A photograph came winging through the ether to me via email recently of a rather severe looking lady, taken in her later years. As is often the case when meeting an older person for the first time it is all too easy to forget that they had a past; that they were young once and, perhaps, hold a huge store of memories and tales. Sometimes, the stories they tell surprise you and seem more in keeping with today rather than decades before. It was (as it turned out) the same with this lady – Sophia Bradby.
I had never seen a photograph of Sophia before although I knew of her existence for she was my great-great grandmother. The only tale I knew was that she came ‘from a good family’, the friend of a great poet and the giver of a ‘middle’ name for succeeding generations. Numerous boys, although for some reason, neither my father or myself (for which I’ve always felt rather cheated), sported the name Bradby immediately before the surname. Now that this unexpected image had landed in my inbox I began to dig a bit deeper.
Sophia was born on Christmas Day 1828 in Theale, Berkshire, the third daughter of William Bradby and Mary Shepherd. William had been born in Derbyshire, his parents of Yorkshire origin. Why or when he came south is unknown but in 1814 he married Mary in Reading. We also know that by then he had changed his surname from Bradley to Bradby. The reason behind the name change is unclear for he remained on friendly terms with other members of the Bradley family. In their day, the Bradleys were well-known nationally and, later, internationally. Perhaps the name change was to give his own, immediate family a degree of anonymity. Whether the family were upset and/or disappointed by his decision is unrecorded but perhaps this is the first sign of a rebellious streak that would continue to run through the family to this day.
In 1849 it was Sophia’s turn to rebel. On the 29th May she eloped to London to marry Charles Samuel Langston, a union disapproved of by her family. These days, the journey would take no longer than an hour but in the mid-1800s it would have been quite an undertaking. Her travel may have been by coach and horses although the new Great Western Railway line had opened in the early 1840s so she might have travelled by train. Whichever mode of travel she chose she would have been all too aware that her path crossed both an area that had been notorious for highwaymen and footpads and, in more recent times, the scene of a landslide that had derailed a train, killing ten passengers. Whether Sophia ever met her parents again is unknown.

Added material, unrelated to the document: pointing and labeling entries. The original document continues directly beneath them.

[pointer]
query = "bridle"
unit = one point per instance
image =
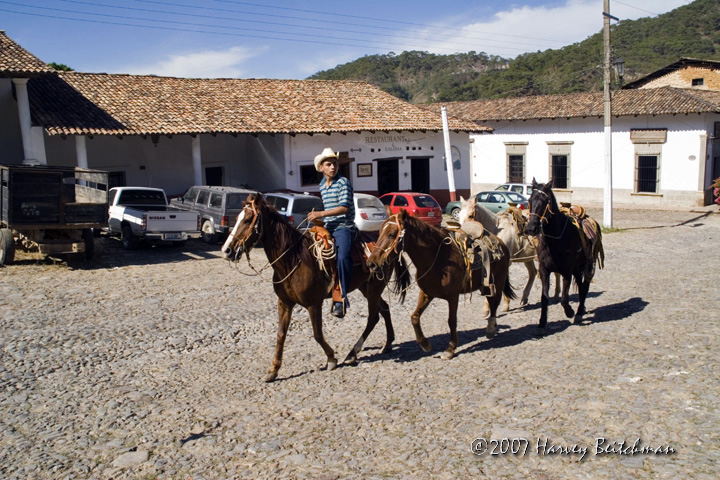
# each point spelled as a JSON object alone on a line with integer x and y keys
{"x": 255, "y": 227}
{"x": 546, "y": 211}
{"x": 546, "y": 220}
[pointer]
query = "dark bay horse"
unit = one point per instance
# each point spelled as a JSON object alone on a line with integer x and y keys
{"x": 562, "y": 248}
{"x": 298, "y": 278}
{"x": 441, "y": 271}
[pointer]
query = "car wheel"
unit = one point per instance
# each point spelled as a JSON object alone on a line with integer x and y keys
{"x": 89, "y": 240}
{"x": 128, "y": 239}
{"x": 7, "y": 246}
{"x": 208, "y": 233}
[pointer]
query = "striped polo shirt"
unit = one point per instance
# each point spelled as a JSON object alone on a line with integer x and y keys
{"x": 339, "y": 193}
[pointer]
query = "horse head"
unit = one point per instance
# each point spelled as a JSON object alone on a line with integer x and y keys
{"x": 247, "y": 230}
{"x": 389, "y": 244}
{"x": 542, "y": 206}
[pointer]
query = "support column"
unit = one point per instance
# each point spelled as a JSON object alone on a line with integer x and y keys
{"x": 81, "y": 151}
{"x": 197, "y": 160}
{"x": 24, "y": 114}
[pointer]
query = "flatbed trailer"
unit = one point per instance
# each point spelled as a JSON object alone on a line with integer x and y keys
{"x": 53, "y": 210}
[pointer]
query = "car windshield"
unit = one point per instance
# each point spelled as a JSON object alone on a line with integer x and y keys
{"x": 306, "y": 205}
{"x": 364, "y": 202}
{"x": 425, "y": 201}
{"x": 234, "y": 202}
{"x": 515, "y": 197}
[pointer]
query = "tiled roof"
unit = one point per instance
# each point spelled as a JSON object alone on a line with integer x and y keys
{"x": 15, "y": 61}
{"x": 82, "y": 103}
{"x": 655, "y": 101}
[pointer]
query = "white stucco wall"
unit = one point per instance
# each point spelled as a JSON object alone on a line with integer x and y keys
{"x": 11, "y": 146}
{"x": 682, "y": 158}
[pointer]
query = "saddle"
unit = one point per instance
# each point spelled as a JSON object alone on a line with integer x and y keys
{"x": 589, "y": 232}
{"x": 479, "y": 249}
{"x": 323, "y": 248}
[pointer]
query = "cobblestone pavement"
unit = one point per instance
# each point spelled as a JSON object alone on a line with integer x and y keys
{"x": 150, "y": 364}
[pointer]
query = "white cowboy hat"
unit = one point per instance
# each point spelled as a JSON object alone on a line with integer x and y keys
{"x": 327, "y": 153}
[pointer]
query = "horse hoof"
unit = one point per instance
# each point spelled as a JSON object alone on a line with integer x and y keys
{"x": 447, "y": 355}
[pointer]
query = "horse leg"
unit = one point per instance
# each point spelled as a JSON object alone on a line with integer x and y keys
{"x": 532, "y": 271}
{"x": 452, "y": 323}
{"x": 375, "y": 304}
{"x": 315, "y": 312}
{"x": 284, "y": 315}
{"x": 423, "y": 301}
{"x": 565, "y": 299}
{"x": 544, "y": 298}
{"x": 583, "y": 287}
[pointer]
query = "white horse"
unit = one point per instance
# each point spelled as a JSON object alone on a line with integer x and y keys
{"x": 510, "y": 230}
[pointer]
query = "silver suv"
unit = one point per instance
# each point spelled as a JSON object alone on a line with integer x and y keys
{"x": 218, "y": 208}
{"x": 295, "y": 206}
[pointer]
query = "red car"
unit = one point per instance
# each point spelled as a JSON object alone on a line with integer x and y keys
{"x": 420, "y": 205}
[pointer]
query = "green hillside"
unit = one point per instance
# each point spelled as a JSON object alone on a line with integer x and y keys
{"x": 646, "y": 45}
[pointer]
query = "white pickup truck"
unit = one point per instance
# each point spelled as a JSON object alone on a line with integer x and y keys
{"x": 142, "y": 213}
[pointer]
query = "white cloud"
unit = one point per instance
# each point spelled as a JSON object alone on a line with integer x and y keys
{"x": 531, "y": 28}
{"x": 228, "y": 63}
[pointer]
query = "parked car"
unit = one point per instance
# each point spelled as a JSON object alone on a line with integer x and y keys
{"x": 295, "y": 206}
{"x": 494, "y": 200}
{"x": 139, "y": 214}
{"x": 218, "y": 208}
{"x": 420, "y": 205}
{"x": 524, "y": 189}
{"x": 369, "y": 212}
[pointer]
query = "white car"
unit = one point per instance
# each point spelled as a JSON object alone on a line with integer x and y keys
{"x": 524, "y": 189}
{"x": 369, "y": 212}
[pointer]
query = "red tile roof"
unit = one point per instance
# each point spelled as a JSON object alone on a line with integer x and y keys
{"x": 15, "y": 61}
{"x": 655, "y": 101}
{"x": 83, "y": 103}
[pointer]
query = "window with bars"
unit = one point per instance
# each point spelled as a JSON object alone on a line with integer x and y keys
{"x": 559, "y": 171}
{"x": 516, "y": 168}
{"x": 646, "y": 173}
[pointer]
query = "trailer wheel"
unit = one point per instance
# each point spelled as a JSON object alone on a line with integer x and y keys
{"x": 89, "y": 239}
{"x": 7, "y": 246}
{"x": 129, "y": 241}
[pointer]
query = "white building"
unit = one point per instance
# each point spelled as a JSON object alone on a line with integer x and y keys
{"x": 664, "y": 147}
{"x": 177, "y": 132}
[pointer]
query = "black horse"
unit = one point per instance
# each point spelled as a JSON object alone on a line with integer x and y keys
{"x": 563, "y": 247}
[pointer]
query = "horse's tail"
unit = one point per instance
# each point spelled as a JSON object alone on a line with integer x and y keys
{"x": 402, "y": 278}
{"x": 508, "y": 290}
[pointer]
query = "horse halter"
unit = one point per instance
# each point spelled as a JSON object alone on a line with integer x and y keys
{"x": 400, "y": 237}
{"x": 254, "y": 228}
{"x": 546, "y": 211}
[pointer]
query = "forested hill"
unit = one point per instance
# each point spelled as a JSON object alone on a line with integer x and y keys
{"x": 646, "y": 45}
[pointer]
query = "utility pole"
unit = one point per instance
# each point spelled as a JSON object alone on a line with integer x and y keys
{"x": 607, "y": 116}
{"x": 448, "y": 155}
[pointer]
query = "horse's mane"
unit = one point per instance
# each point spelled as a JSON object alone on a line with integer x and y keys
{"x": 488, "y": 219}
{"x": 285, "y": 237}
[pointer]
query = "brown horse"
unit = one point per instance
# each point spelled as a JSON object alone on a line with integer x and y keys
{"x": 441, "y": 271}
{"x": 563, "y": 248}
{"x": 298, "y": 278}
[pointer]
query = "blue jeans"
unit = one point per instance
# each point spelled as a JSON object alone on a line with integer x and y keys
{"x": 343, "y": 242}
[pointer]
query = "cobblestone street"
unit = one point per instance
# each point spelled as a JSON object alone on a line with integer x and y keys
{"x": 150, "y": 365}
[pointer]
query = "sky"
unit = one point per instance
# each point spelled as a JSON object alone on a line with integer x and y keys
{"x": 293, "y": 39}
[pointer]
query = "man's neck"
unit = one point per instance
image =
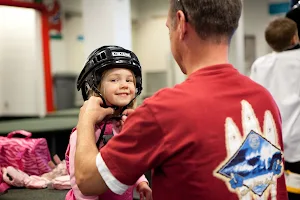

St Anne’s, Limehouse, London (photo Wikipedia/Amanda Slater)
It turned out that Charles, too, had rebelled, leaving his parents’ home in Cranfield, Bedfordshire because of religious differences. Quite what these might have been is unrecorded. We know from old records that Charles had been baptised into the Church of England and he also married Sophia within the Church of England so there seems to be no conflict there. Whatever the reason, in 1843 he became an Excise Officer and his application papers are held by the National Archive in Kew, London. At a later date, this side of the family must have been reconciled for Charles’ father died when visiting Sophia in 1865.
Sadly, Charles and Sophia’s marriage turned out to be fairly short-lived for Charles died aged 40 from cancer of the throat. Their 14 years of marriage produced eight known children, my great-grandfather William Bradby Langston was just twelve months old at the time of his father’s death and poor Sophia was some months pregnant with another daughter, Agnes. The photo below shows Sophia – wearing a crinoline – with one of her children, probably Christiana and taken in 1865. By 1871 she had established a drapery business with her eldest son, Ernest in Reading. By 1891 she had been successful enough to retire to the south coast where she died in 1916; the business that she had founded also prospered and became the largest department store in Reading before it finally closed its doors 120 years later.
Many thanks to Jo Liddement who, like me, is a great-great grandchild of Sophia. Not only did she send me the two photographs of Sophia which set me on the journey to find out more about the life of our remarkable ancestor, she also became a newly-discovered cousin.